LoRA (Low-Rank Adaptation)

  • Injected trainable low-rank matrices ($\Delta W = BA$) into attention projection layers
  • Achieved strong adaptation with < 5% of parameters trainable
  • Maintained base model weights frozen, enabling efficient multi-task deployment

Figure 2: LoRA Overview

WiSE-FT (Weight-Space Ensemble Fine-Tuning)

Core Concept:
Instead of using only fine-tuned weights, interpolate between pretrained and fine-tuned weights:

\[W_{\text{final}} = \alpha \times W_{\text{finetuned}} + (1 - \alpha) \times W_{\text{pretrained}}\]

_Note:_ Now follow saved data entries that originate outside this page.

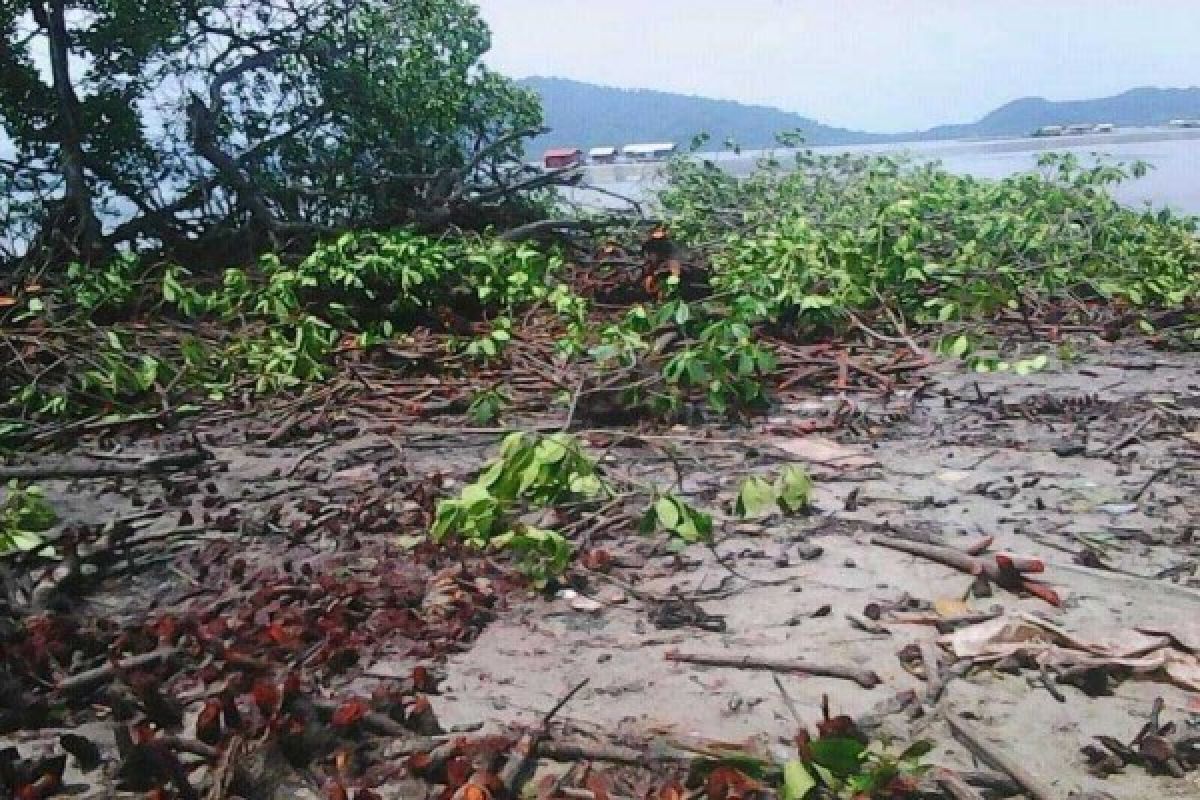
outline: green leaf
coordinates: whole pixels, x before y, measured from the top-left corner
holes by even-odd
[[[581,497],[595,497],[604,491],[604,485],[595,475],[573,475],[570,487],[572,492]]]
[[[658,516],[658,523],[666,530],[673,531],[679,525],[679,506],[673,497],[664,495],[658,498],[654,503],[654,513]]]
[[[804,800],[815,788],[817,780],[803,761],[792,759],[783,765],[783,786],[779,791],[779,800]]]
[[[752,475],[742,481],[742,488],[738,492],[734,511],[742,519],[764,516],[775,510],[776,502],[779,499],[779,494],[774,486],[764,478]]]
[[[855,739],[817,739],[811,745],[813,761],[839,778],[848,778],[862,768],[866,746]]]
[[[933,742],[928,739],[918,739],[904,749],[900,754],[901,761],[916,761],[933,752]]]
[[[784,511],[792,514],[808,508],[812,500],[812,488],[813,482],[808,471],[796,464],[784,467],[775,482],[779,505]]]

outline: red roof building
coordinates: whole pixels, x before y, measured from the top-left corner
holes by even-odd
[[[542,156],[546,169],[564,169],[583,163],[583,151],[578,148],[556,147]]]

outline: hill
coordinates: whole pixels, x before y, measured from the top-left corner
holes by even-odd
[[[1139,88],[1093,100],[1047,100],[1024,97],[1007,103],[968,125],[943,125],[913,134],[921,139],[957,139],[1024,134],[1043,125],[1111,122],[1148,127],[1177,117],[1200,117],[1200,87],[1188,89]]]
[[[1111,122],[1122,126],[1162,125],[1177,117],[1200,117],[1200,87],[1131,89],[1113,97],[1054,101],[1014,100],[976,122],[925,131],[878,134],[823,125],[811,117],[768,106],[660,92],[618,89],[565,78],[526,78],[520,83],[542,98],[553,131],[538,139],[543,147],[597,147],[630,142],[670,141],[687,145],[697,133],[717,144],[733,139],[745,148],[769,147],[775,134],[800,130],[811,145],[872,144],[889,141],[1020,136],[1043,125]]]
[[[822,125],[814,119],[767,106],[659,92],[616,89],[565,78],[526,78],[520,83],[542,98],[546,123],[554,130],[537,140],[538,147],[600,147],[630,142],[676,142],[687,145],[697,133],[720,143],[733,139],[742,147],[769,147],[775,135],[801,129],[809,144],[867,144],[878,136]]]

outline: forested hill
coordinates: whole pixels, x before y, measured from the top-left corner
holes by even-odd
[[[914,134],[913,138],[956,139],[961,137],[1022,134],[1043,125],[1111,122],[1114,125],[1148,127],[1172,119],[1200,118],[1200,87],[1188,89],[1130,89],[1112,97],[1093,100],[1054,101],[1025,97],[1006,103],[978,122],[943,125]]]
[[[720,143],[733,139],[747,148],[774,143],[781,131],[800,130],[811,145],[869,144],[887,141],[1020,136],[1043,125],[1111,122],[1123,126],[1162,125],[1170,119],[1200,118],[1200,88],[1131,89],[1113,97],[1053,101],[1040,97],[1014,100],[977,122],[943,125],[926,131],[874,134],[823,125],[767,106],[659,92],[618,89],[564,78],[519,81],[542,98],[546,122],[553,128],[538,147],[595,147],[629,142],[671,141],[686,145],[704,132]]]
[[[554,130],[539,146],[598,147],[630,142],[677,142],[686,145],[697,133],[717,143],[733,139],[743,147],[767,147],[783,131],[802,130],[809,144],[866,144],[885,141],[845,128],[766,106],[658,92],[615,89],[564,78],[519,81],[542,98],[546,123]]]

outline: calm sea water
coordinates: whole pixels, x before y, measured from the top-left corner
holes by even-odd
[[[922,161],[939,161],[947,169],[981,178],[1003,178],[1036,168],[1040,152],[1074,152],[1091,161],[1145,161],[1153,169],[1144,178],[1118,186],[1117,199],[1131,206],[1171,208],[1200,215],[1200,131],[1133,130],[1108,135],[1063,139],[1003,139],[990,141],[913,142],[860,147],[816,148],[819,153],[857,152],[905,154]],[[710,155],[722,167],[744,175],[754,169],[762,153]],[[654,165],[618,165],[589,169],[591,181],[602,188],[644,200],[661,186],[660,168]],[[572,192],[580,202],[620,207],[612,198],[590,192]]]

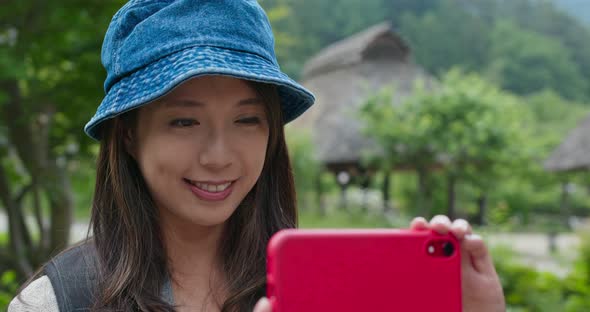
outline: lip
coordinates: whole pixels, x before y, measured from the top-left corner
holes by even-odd
[[[224,200],[227,197],[229,197],[229,195],[231,195],[231,193],[234,189],[234,184],[236,183],[236,180],[223,181],[223,182],[201,182],[201,181],[199,181],[200,183],[208,183],[208,184],[213,184],[213,185],[220,185],[220,184],[225,184],[228,182],[231,183],[223,192],[218,192],[218,193],[211,193],[211,192],[202,190],[202,189],[196,187],[195,185],[192,185],[191,183],[189,183],[186,179],[183,179],[183,182],[188,186],[188,188],[191,190],[191,192],[193,192],[193,194],[195,194],[198,198],[205,200],[205,201],[221,201],[221,200]]]

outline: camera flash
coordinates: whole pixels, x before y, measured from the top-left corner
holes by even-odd
[[[432,246],[432,245],[428,246],[428,253],[429,254],[433,254],[434,253],[434,246]]]

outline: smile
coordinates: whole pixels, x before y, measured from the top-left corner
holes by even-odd
[[[190,190],[202,200],[217,201],[227,198],[233,189],[235,181],[224,181],[220,183],[197,182],[184,179]]]
[[[203,191],[207,191],[210,193],[223,192],[232,184],[232,182],[226,182],[223,184],[208,184],[208,183],[195,182],[195,181],[191,181],[191,180],[187,180],[187,182],[190,183],[191,185],[198,187],[199,189],[201,189]]]

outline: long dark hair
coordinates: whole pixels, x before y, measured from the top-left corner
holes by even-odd
[[[276,87],[250,83],[264,100],[269,142],[257,183],[227,221],[219,254],[228,297],[222,311],[252,311],[265,291],[266,245],[297,225],[295,189]],[[102,127],[91,227],[98,255],[93,311],[174,311],[160,298],[168,276],[158,210],[125,148],[131,111]]]

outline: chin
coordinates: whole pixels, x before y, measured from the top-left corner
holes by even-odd
[[[186,217],[188,217],[189,221],[194,225],[209,227],[224,224],[234,213],[235,208],[231,210],[229,208],[218,208],[214,211],[202,211],[203,209],[197,210],[201,211],[198,211],[198,213],[193,211],[193,213]]]

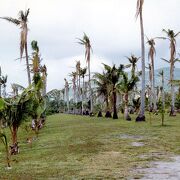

where $\alpha \in [0, 1]$ is the interpolation coefficient.

Implementation:

  • Explored interpolation coefficient $\alpha \in [0, 1]$ with grid search
  • Evaluated on zero-shot classification and out-of-domain robustness
  • Compared three strategies: Vanilla Fine-tuning vs LoRA vs WiSE-FT

Experimental Results

Tasks Evaluated

  1. Text Continuation Perplexity - Language modeling capability
  2. Zero-shot Classification - SST-2 (sentiment), AGNews (topic classification)
  3. Fine-tuning Performance - Comparing LoRA and WiSE-FT strategies

Key Findings

1. WiSE-FT Improves Robustness

  • Demonstrated strong robustness on out-of-domain samples
  • Interpolating with $\alpha \in [0.2, 0.4]$ gave best balance between in-domain and out-of-domain performance
  • Avoided overfitting while maintaining task-specific improvements

2. LoRA Stabilizes Training

  • Reduced parameter count by 95% while maintaining performance
  • Improved training stability with fewer optimization steps
  • Enabled efficient multi-task adaptation

3. Architecture Validation

  • Base model reproduced expected loss curves for small-scale Llama architecture
  • Achieved competitive perplexity on validation sets
  • Confirmed correct implementation of all architectural components

Repository Contents

The complete implementation is available on GitHub:

  • model.py - Full transformer implementation
  • rope.py - Rotary Position Embeddings
  • train.py - Training and evaluation scripts
  • lora.py - LoRA implementation
  • wise_ft.py - WiSE-FT weight interpolation
  • Configuration files and example notebooks

Discussion

This project demonstrates several important insights:

From-Scratch Implementation Value:
Building transformers from scratch provides deep understanding of:

  • How attention mechanisms process sequential information
  • Why positional encodings are critical for transformers
  • How normalization and residuals stabilize training

PEFT Trade-offs:

  • LoRA is excellent for memory-constrained scenarios and multi-task deployment
  • WiSE-FT excels when robustness and generalization are priorities
  • The optimal $\alpha$ varies by task and distribution shift severity

Engineering Lessons:

  • Proper tensor shapes and efficient operations are critical for scalability
  • Modular design enables rapid experimentation
  • Comprehensive testing is essential for correctness

Conclusion

This project successfully implements a complete Llama2-style transformer from scratch, including all architectural innovations (GQA, RoPE, SwiGLU) and modern training practices. The addition of LoRA and WiSE-FT demonstrates parameter-efficient fine-tuning methods that are essential for practical deployment of large language models.